Shunt survival may improve when ventricular catheters are placed into the frontal horn or trigone of the lateral ventricle. However, techniques for accurate catheter placement have not been developed. The authors recently reported a prospective study designed to test the accuracy of catheter placement with the assistance of intraoperative ultrasound, but the results were poor (accurate placement in 59%). A major reason for the poor accurate placement rate was catheter movement that occurred between the time of the intraoperative ultrasound image and the first postoperative scan (33% of cases). The control group of non–ultrasound using surgeons also had a low rate of accurate placement (accurate placement in 49%). The authors conducted an exploratory post hoc analysis of patients in their ultrasound study to identify factors associated with either catheter movement or poor catheter placement so that improved surgical techniques for catheter insertion could be developed.

Methods

The authors investigated the following risk factors for catheter movement and poor catheter placement: age, ventricular size, cortical mantle thickness, surgeon experience, surgeon experience with ultrasound prior to trial, shunt entry site, shunt hardware at entry site, ventricular catheter length, and use of an ultrasound probe guide for catheter insertion. Univariate analysis followed by multivariate logistic regression models were used to determine which factors were independent risk factors for either catheter movement or inaccurate catheter location.

Results

In the univariate analyses, only age < 6 months was associated with catheter movement (p = 0.021); cortical mantle thickness < 1 cm was near-significant (p = 0.066). In a multivariate model, age remained significant after adjusting for cortical mantle thickness (OR 8.35, exact 95% CI 1.20–infinity). Univariate analyses of factors associated with inaccurate catheter placement showed that age < 6 months (p = 0.001) and a posterior shunt entry site (p = 0.021) were both associated with poor catheter placement.
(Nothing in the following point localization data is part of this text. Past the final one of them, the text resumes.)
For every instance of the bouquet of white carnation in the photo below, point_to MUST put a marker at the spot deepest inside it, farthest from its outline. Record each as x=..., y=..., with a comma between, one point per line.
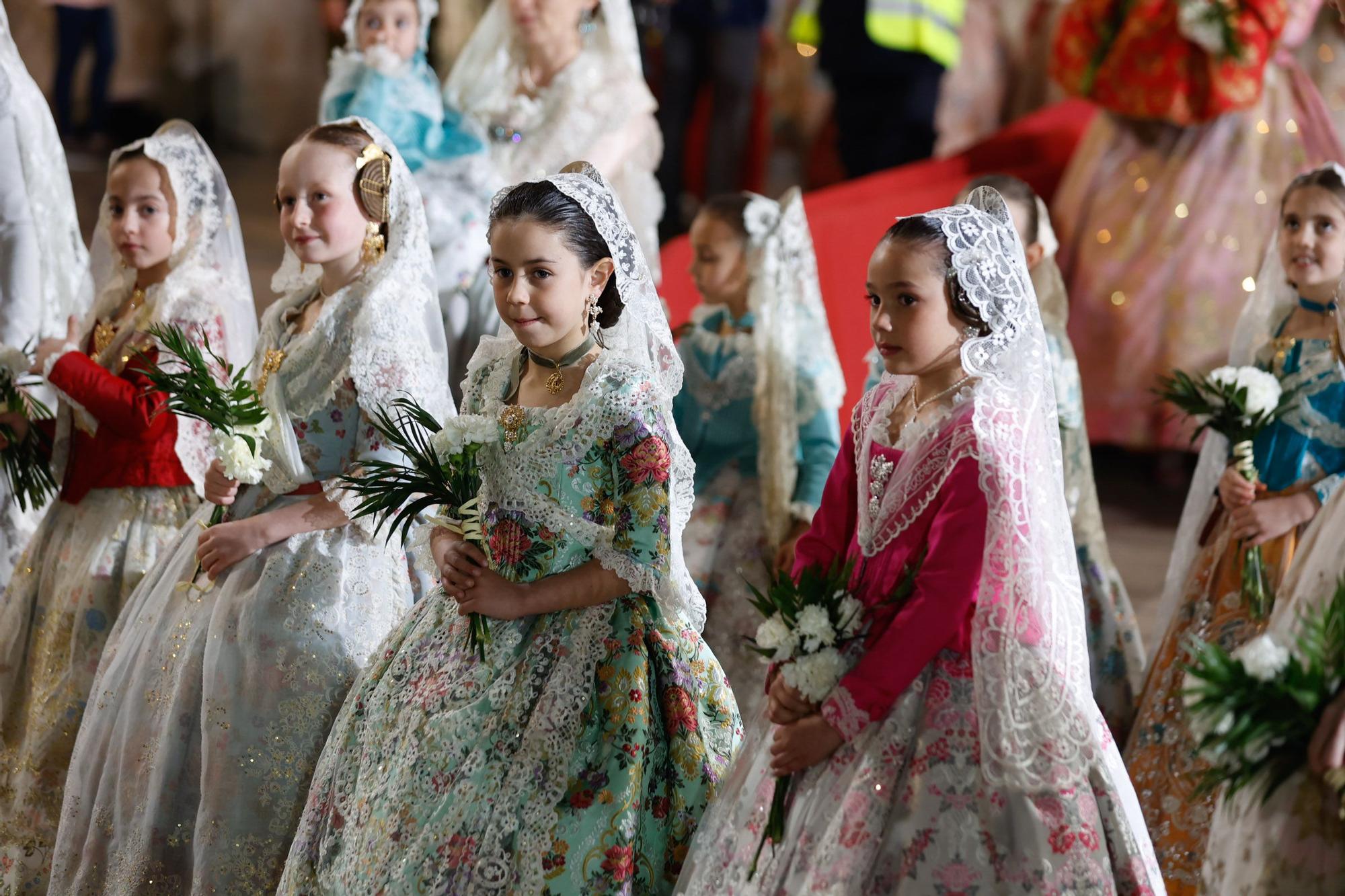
x=442, y=471
x=1254, y=710
x=1238, y=403
x=1213, y=26
x=809, y=623
x=26, y=460
x=201, y=385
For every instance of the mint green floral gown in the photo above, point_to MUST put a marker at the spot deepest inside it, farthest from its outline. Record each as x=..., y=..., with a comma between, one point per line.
x=580, y=755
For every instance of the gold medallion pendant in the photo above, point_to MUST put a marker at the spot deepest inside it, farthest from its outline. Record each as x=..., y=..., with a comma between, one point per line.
x=512, y=421
x=556, y=382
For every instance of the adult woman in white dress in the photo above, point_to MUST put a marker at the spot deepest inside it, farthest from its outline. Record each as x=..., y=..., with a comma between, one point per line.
x=212, y=706
x=562, y=81
x=44, y=261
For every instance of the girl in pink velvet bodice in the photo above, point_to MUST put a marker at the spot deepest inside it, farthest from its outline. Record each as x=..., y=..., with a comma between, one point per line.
x=962, y=749
x=902, y=641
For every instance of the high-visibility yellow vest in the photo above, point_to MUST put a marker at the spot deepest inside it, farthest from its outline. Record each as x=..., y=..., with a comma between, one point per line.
x=918, y=26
In a multivariate model, both age < 6 months and a posterior shunt entry site were independent risk factors for poor catheter placement (OR 4.54, 95% CI 1.80–11.42, and OR 2.59, 95% CI 1.14–5.89, respectively).

Conclusions

Catheter movement and inaccurate catheter placement are both more likely to occur in young patients (< 6 months). Inaccurate catheter placement is also more likely to occur in cases involving a posterior shunt entry site than those involving an anterior shunt entry site. Future clinical studies aimed at improving shunt placement techniques must consider the effects of young age and choice of entry site on catheter location.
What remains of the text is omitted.